Hunt equated his union members’ jobs to those of firefighters and police, also stating:
“Our members are professionals in what they do. We are going to strive to make safety our number one issue. The last thing they should have to worry about is healthcare.”
TriMet has notoriously large healthcare benefits and is among the top in the nation for transit districts. These benefits have led to an unfunded liability of $632 million, at their last calculation more than two and a half years ago.
TriMet’s ATU pension plan is also underfunded by $31.5 million, or just 67.4 percent funded, the lowest it has been since 2007.
Calls to TriMet for comment went unreturned.
ATU’s final offer asked for the status quo. This would mean that the previous contract would continue as is, extending cost-of-living increases, wage increases and benefits into the coming contract term of three years.

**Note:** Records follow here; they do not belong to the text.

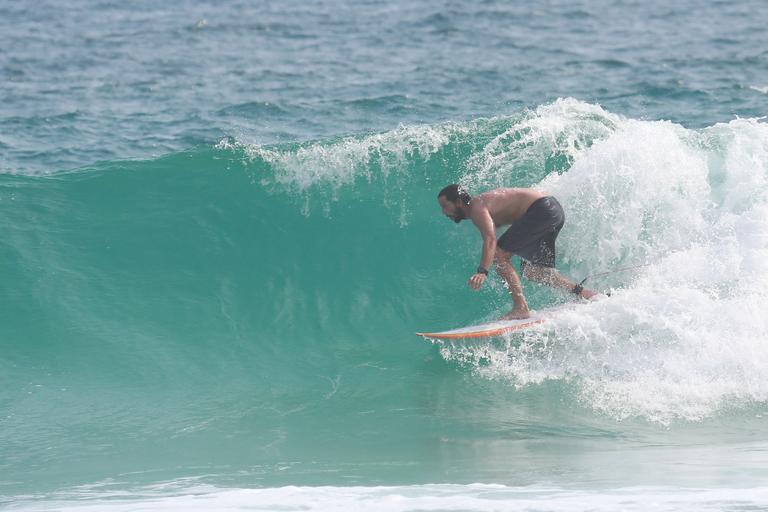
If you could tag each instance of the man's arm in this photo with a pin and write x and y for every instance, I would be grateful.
(484, 223)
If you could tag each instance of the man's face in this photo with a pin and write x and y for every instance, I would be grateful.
(453, 211)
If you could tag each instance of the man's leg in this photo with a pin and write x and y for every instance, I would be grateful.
(551, 277)
(507, 272)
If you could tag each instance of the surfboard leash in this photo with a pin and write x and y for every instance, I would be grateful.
(579, 287)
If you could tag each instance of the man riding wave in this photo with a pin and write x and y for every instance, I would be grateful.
(534, 221)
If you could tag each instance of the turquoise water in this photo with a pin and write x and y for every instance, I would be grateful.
(219, 234)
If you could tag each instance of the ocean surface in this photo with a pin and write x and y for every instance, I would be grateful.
(219, 233)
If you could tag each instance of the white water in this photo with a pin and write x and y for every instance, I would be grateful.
(465, 498)
(685, 337)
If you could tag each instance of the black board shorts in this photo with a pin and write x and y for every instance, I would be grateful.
(532, 236)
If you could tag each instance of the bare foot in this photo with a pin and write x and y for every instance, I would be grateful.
(516, 314)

The ATU collective bargaining agreement with TriMet expired at the end of November 2009. After the 150-day good faith bargaining failed to reach an agreement, the two parties entered mediation.
An impasse was declared July 13, which meant that all negotiation had failed and final offers had to be submitted by July 21. Final offers are required to be made public and are the first chance anyone outside the negotiations can see what is on the table.
Several steps must take place before the contract goes to binding arbitration, in which an arbitrator will choose one of the parties’ “last best offers,” which are different from the final offer.





I keep hearing how TriMet has “notoriously large healthcare benefits and is among the top in the nation for transit districts”
… but I have yet to see any actual facts backing this up. Where is the summary of transit districts around the country and their health care benefits, showing this to be true?
It seems like this is a key point to your story.
Max,
Thank you for pointing out my missed source. You can now see the link in the article or use the below url.
http://www.cascadepolicy.org/pdf/misc/Testimony%20on%20SB%2034%20A.pdf
For full disclosure, Cascade Policy Institute is the parent organization of the Oregon Politico.